Après l’assassinat, dimanche, du général Adolphe Nshimirimana et l’attentat, lundi soir, qui a blessé le militant des droits de l’Homme Pierre-Claver Mponimpa, l’ONG International crisis group tire la sonnette d’alarme contre ce qui pourrait être les « prémices de la guerre » au Burundi.

La tension monte d’un cran au Burundi. Tous les observateurs à l’international ainsi que l’ONU sont préoccupés par la situation. L’assassinant, dimanche, du général Adolphe Nshimirimana et l’attentat, lundi soir, qui a blessé le militant des droits de l’Homme Pierre-Claver Mponimpa sont dans tous les esprits. Est-ce les prémices d’une nouvelle guerre? En tous cas, face à la situation, l’ONG International crisis group (ICG) tire la sonnette d’alarme. « On constate un changement qualitatif dans la violence. On est passé des manifestations de rue à l’assassinat ciblé de personnalités de premier plan. On est entré désormais dans les prémices de la guerre », a déclaré, mardi 4 août 2015, Thierry Vircoulon, chargé de l’Afrique Centrale pour ICG.

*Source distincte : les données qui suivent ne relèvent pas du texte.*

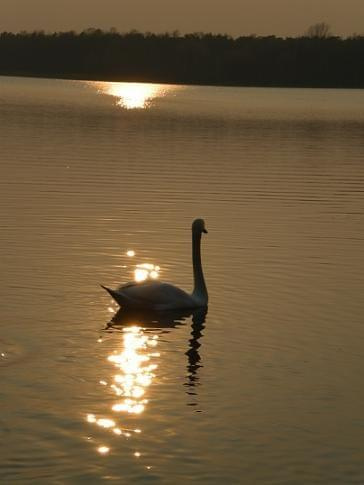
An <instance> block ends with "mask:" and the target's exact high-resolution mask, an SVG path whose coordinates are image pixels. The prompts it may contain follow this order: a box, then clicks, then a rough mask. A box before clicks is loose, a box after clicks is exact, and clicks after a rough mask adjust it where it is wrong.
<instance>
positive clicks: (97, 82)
mask: <svg viewBox="0 0 364 485" xmlns="http://www.w3.org/2000/svg"><path fill="white" fill-rule="evenodd" d="M91 85H96V87H97V89H98V91H99V92H101V93H104V94H108V95H110V96H114V97H115V98H117V105H118V106H121V107H122V108H125V109H145V108H149V107H150V106H151V103H152V101H153V100H154V99H157V98H163V97H165V96H166V95H168V94H171V93H172V92H175V91H176V90H178V89H180V86H172V85H167V84H151V83H125V82H120V83H118V82H97V83H91Z"/></svg>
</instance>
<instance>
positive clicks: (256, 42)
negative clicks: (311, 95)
mask: <svg viewBox="0 0 364 485" xmlns="http://www.w3.org/2000/svg"><path fill="white" fill-rule="evenodd" d="M0 75H2V76H17V77H36V78H49V79H69V80H89V81H91V80H94V81H110V82H145V83H161V84H178V85H198V86H201V85H204V86H225V87H257V88H258V87H265V88H269V87H271V88H323V89H363V88H364V36H354V37H351V38H346V39H343V38H340V37H325V38H317V37H313V38H310V37H294V38H280V37H275V36H267V37H256V36H249V37H239V38H235V39H233V38H231V37H229V36H225V35H212V34H187V35H184V36H177V35H174V34H158V35H157V34H141V33H139V32H130V33H127V34H119V33H115V32H102V31H100V30H97V29H89V30H88V31H85V32H81V33H79V34H76V33H74V32H60V33H54V34H45V33H43V32H33V33H20V34H12V33H7V32H3V33H1V34H0Z"/></svg>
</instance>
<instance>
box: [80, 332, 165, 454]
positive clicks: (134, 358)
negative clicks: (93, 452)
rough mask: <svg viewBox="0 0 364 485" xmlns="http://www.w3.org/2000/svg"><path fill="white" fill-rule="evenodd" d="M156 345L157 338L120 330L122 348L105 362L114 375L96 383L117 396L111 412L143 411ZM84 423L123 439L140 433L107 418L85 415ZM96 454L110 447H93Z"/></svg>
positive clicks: (133, 427) (151, 375)
mask: <svg viewBox="0 0 364 485" xmlns="http://www.w3.org/2000/svg"><path fill="white" fill-rule="evenodd" d="M157 345H158V335H152V334H149V335H146V334H145V333H144V331H143V329H142V328H141V327H139V326H136V325H135V326H132V327H127V328H124V329H123V342H122V348H121V349H120V350H114V352H113V353H112V354H111V355H109V356H108V357H107V360H108V361H109V362H111V363H112V364H114V366H115V367H116V369H117V373H116V374H115V375H113V376H112V378H111V379H110V381H109V382H108V381H107V380H101V381H99V383H100V384H101V385H103V386H105V387H110V388H111V389H112V390H113V391H114V393H115V395H116V396H117V402H114V404H112V406H111V411H113V412H114V413H126V414H130V415H138V414H141V413H143V412H144V410H145V407H146V405H147V404H148V399H146V398H145V394H146V392H147V388H148V387H149V386H150V385H151V384H152V381H153V379H154V378H155V373H154V371H155V370H156V369H157V367H158V365H157V364H156V363H155V359H156V358H157V357H159V356H160V354H159V353H158V352H156V351H155V347H156V346H157ZM86 420H87V421H88V422H89V423H90V424H96V425H97V426H99V427H100V428H103V429H105V430H110V431H112V432H113V433H114V434H115V435H117V436H124V437H125V438H130V437H131V436H132V434H133V433H136V434H139V433H141V432H142V431H141V429H139V428H134V427H133V428H128V427H125V426H120V425H119V424H118V422H117V419H111V418H109V417H97V416H95V415H94V414H88V415H87V416H86ZM97 451H98V453H100V454H107V453H109V451H110V447H109V446H106V445H102V446H99V447H98V448H97ZM135 456H136V455H135Z"/></svg>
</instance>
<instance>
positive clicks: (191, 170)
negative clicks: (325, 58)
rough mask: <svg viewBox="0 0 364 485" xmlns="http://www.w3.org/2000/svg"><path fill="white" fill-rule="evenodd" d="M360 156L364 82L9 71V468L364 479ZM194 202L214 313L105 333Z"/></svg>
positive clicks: (187, 221)
mask: <svg viewBox="0 0 364 485" xmlns="http://www.w3.org/2000/svg"><path fill="white" fill-rule="evenodd" d="M363 159H364V91H345V90H342V91H338V90H296V89H287V90H286V89H235V88H216V87H193V86H192V87H184V86H179V87H177V86H166V85H133V84H122V83H120V84H118V83H95V82H82V81H75V82H73V81H58V80H36V79H17V78H0V220H1V232H0V265H1V266H0V268H1V273H0V274H1V289H0V293H1V334H0V352H1V356H0V375H1V386H0V400H1V401H0V402H1V412H0V429H1V443H2V445H1V455H0V463H1V469H0V480H1V481H2V483H7V484H10V483H37V484H38V483H47V484H48V483H55V484H63V483H104V482H107V481H113V482H115V483H125V484H130V483H161V484H171V483H178V484H180V483H181V484H182V483H187V482H192V483H204V484H221V483H228V484H240V483H242V484H245V483H246V484H253V483H254V484H255V483H259V484H260V483H262V484H263V483H269V484H271V483H272V484H307V483H315V484H319V483H322V484H327V483H330V484H335V483H338V484H343V483H345V484H351V483H364V464H363V463H364V411H363V406H364V388H363V364H364V357H363V345H364V328H363V315H364V298H363V289H364V249H363V239H364V225H363V222H364V216H363V214H364V164H363ZM195 217H204V218H205V220H206V224H207V228H208V230H209V234H208V235H207V236H205V237H204V238H203V248H202V251H203V264H204V267H205V273H206V280H207V286H208V289H209V294H210V306H209V310H208V314H207V315H203V314H195V315H193V316H189V317H186V318H184V319H183V318H182V316H179V317H177V318H175V319H172V318H168V317H166V318H164V319H162V320H159V321H158V320H155V318H154V317H152V316H144V317H143V318H141V317H133V316H132V317H127V316H124V318H123V321H121V322H119V323H118V324H116V325H114V326H113V327H109V328H108V329H105V328H107V323H108V322H109V321H110V319H111V318H112V316H113V314H114V312H115V305H114V304H113V303H112V302H111V301H110V298H109V297H108V295H107V294H106V293H105V292H103V290H102V289H101V288H100V287H99V283H103V284H107V285H110V286H112V287H116V286H117V285H118V284H120V283H124V282H127V281H129V280H131V279H133V274H134V270H135V267H136V265H137V264H143V263H150V264H154V265H157V266H159V267H160V270H159V277H160V278H161V279H165V280H168V281H171V282H173V283H175V284H178V285H179V286H181V287H183V288H186V289H190V288H191V285H192V273H191V260H190V259H191V258H190V252H191V248H190V244H191V242H190V238H191V233H190V225H191V222H192V220H193V219H194V218H195ZM128 250H133V251H135V255H134V256H128V255H127V251H128ZM152 320H155V321H154V322H153V321H152Z"/></svg>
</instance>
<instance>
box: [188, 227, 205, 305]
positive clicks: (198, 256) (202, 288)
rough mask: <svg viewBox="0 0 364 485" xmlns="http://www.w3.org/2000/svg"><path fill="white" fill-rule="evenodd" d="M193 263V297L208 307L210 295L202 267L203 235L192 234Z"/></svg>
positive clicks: (198, 232)
mask: <svg viewBox="0 0 364 485" xmlns="http://www.w3.org/2000/svg"><path fill="white" fill-rule="evenodd" d="M192 263H193V279H194V285H195V286H194V289H193V293H192V296H193V297H195V298H197V299H198V300H201V302H202V303H204V304H206V305H207V301H208V294H207V288H206V283H205V279H204V277H203V272H202V265H201V233H200V232H195V231H193V232H192Z"/></svg>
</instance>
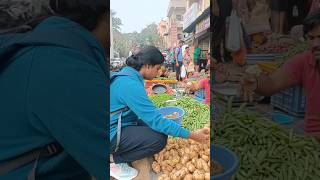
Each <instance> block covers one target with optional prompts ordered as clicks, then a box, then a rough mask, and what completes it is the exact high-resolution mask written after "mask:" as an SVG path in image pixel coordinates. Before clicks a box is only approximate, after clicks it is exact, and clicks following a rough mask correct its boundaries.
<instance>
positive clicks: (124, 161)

Pour Thierry Vircoulon, « il est clair également que ce qui est arrivé à Pierre-Claver Mbonimpa est une réplique à l’assassinat du général Nshimirimana », craignant une escalade de la violence qui risque de replonger le pays dans une guerre civile. Si le chef de l’Etat burundais a appelé ses concitoyens à rester « unis et à éviter le piège de la vengeance », pour Thierry Vircoulon, « en tout cas, le Président peut maintenant difficilement soutenir que le pays est calme et en paix, comme il le faisait jusqu’à présent », soulignant que ce régime a deux visages. Pour International crisis group, la médiation doit revenir au plus vite car elle ne joue plus son rôle. Elle doit aussi appeler à une réaction internationale, selon l’ONG.

Burundi est plongé dans la crise depuis que le Président Nkurunziza a décidé, en avril 2015, de briguer un troisième mandat, alors que la société civile et l’opposition jugeaient sa candidature anti-constitutionnelle. Après avoir échappé à un coup d’Etat, il a remporté l’élection présidentielle, toujours contestée par l’opposition qui n’y a pas participé.

Avec cette escalade de violence, le Burundi retient son souffle, et aucune hypothèse n’est à écarter. D’autant que nombre de Burundais ne digèrent toujours pas le maintien au pouvoir de Pierre Nkurunziza.